Monday, January 21, 2013

Subsidi Tidak Ekuivalen Dengan Kesejahterahan (Opini)

Berikut ini ada tulisan menarik dari sdr Aris Nor HamdanAris Nor Hamdan, seorang pegawai Dirjen Pajak.

Sudah menjadi rahasia umum bahwa Bahan Bakar Minyak merupakan sebuah kebutuhan pokok bagi kendaraan kita dalam rangka mobilitas manusia sendiri untuk mencapai sebuah tujuan hidup bersosialisasi dengan kehidupan di lingkungan sekitar layaknya sebagai makhluk sosial. Apabila kita melihat perkembangan teknologi hingga saat ini, sudah banyak sekali model transportasi yang bertujuan mempermudah perpindahan seseorang antar daerah tanpa bergantung dengan transportasi umum yang mengalami keterbatasan dalam hal waktu operasi serta armada terlebih saat terjadinya arus mudik maupun arus balik liburan panjang bagi pengembara pulang menuju kampung halaman demi bertemu sanak saudara setelah bekerja di perantauan demi mencari rezeki bagi keluarga yang menjadi tanggungannya.

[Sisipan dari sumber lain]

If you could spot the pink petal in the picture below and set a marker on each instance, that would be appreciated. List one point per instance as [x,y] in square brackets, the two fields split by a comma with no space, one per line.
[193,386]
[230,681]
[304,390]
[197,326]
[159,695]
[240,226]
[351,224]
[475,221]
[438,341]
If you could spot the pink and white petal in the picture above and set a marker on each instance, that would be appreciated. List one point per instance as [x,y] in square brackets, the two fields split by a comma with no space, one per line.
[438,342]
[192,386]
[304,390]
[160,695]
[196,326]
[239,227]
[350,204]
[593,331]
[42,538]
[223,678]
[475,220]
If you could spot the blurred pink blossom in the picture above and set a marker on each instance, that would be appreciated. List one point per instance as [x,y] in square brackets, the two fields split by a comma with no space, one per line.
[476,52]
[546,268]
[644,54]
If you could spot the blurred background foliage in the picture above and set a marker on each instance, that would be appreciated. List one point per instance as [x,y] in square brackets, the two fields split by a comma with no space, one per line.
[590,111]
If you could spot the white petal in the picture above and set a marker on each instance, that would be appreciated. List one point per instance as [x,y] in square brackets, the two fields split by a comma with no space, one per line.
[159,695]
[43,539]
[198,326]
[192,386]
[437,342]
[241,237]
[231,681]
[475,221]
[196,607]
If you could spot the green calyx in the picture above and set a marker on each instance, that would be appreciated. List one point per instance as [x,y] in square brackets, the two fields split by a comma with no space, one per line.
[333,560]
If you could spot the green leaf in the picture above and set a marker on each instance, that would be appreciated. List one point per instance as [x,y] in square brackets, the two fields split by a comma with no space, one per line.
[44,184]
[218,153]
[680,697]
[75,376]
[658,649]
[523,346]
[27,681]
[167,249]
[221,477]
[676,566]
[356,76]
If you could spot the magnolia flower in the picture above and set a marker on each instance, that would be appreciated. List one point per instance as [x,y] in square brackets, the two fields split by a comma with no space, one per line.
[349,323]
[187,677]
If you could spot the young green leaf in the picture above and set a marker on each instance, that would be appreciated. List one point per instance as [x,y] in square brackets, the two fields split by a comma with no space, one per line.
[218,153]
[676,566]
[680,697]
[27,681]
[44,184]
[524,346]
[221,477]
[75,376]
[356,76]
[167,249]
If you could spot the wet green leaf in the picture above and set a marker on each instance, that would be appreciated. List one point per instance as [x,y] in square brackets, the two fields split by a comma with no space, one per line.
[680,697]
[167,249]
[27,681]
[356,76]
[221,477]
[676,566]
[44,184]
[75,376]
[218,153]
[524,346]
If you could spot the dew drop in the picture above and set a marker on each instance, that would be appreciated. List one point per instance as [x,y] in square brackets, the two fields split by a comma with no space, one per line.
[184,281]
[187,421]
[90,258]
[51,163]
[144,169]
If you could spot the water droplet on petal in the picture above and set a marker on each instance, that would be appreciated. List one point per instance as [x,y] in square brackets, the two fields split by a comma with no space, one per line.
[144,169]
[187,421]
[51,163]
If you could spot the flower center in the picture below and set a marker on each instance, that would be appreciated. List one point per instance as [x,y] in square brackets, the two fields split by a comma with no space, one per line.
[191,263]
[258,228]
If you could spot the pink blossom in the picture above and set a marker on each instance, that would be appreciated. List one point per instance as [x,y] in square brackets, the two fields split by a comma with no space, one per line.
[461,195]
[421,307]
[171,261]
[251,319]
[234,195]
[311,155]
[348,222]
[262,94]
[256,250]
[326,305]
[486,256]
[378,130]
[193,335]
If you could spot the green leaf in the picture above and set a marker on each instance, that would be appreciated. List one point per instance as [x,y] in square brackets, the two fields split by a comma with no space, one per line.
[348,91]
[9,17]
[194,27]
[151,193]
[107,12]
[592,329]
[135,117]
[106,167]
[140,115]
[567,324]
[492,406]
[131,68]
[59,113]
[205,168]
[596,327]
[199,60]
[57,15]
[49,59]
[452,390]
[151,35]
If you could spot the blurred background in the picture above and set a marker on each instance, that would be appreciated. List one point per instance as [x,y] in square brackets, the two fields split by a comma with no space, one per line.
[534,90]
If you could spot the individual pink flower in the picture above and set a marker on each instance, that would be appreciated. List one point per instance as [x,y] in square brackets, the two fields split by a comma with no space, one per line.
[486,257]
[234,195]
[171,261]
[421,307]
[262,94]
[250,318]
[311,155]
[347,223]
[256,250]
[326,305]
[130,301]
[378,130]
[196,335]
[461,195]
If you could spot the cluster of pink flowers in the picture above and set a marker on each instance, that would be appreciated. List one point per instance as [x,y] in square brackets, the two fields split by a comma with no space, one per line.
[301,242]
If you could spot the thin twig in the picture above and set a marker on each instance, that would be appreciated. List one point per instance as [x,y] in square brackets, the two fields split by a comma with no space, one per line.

 Selain itu, Bahan Bakar Minyak juga dibutuhkan dalam hal pengoperasian alat-alat produksi sebuah perusahaan untuk menjalankan roda perekonomian sekaligus pemenuhan kewajiban perpajakan sesuai dengan perundang-undangaan perpajakan yang berlaku. Timbal balik dari pembayaran pajak sendiri sebagai kontibutor penerimaan terbesar APBN negara ini adalah pembangunan infrastruktur dan prasana guna menunjang mobilitas rakyat Indonesia sekaligus subsidi Bahan Bakar Minyak guna menyejahterakan masyarakat di saat harga minyak dunia semakin meroket tanpa diimbangi kualitas produksi minyak bumi yang terkandung di nusantara nan luas ini.

Subsidi Bahan Bakar Minyak masih dikaji terus menerus oleh badan eksekutif dan legislatif dengan tujuan tidak memberatkan seluruh kalangan ekonomi dengan mempertimbangan harga pasar minyak dunia. Namun, perbedaan masih tampak jelas antara harga solar untuk kendaraan umum dan solar untuk industri di harga pasaran negeri ini. Entah pertimbangan apa yang mendasari perbedaan tersebut, jika ditilik lebih jauh solar merupakan Bahan Bakar Minyak yang sangat bermanfaat dalam segala hal seperti menjalankan alat-alat produksi di dunia pertambangan dan menjalankan mesin genset yang berguna di saat listrik padam maupun tambahan daya listrik yang besar di saat hajatan acara sakral sebuah keluarga seperti pernikahan maupun sunatan.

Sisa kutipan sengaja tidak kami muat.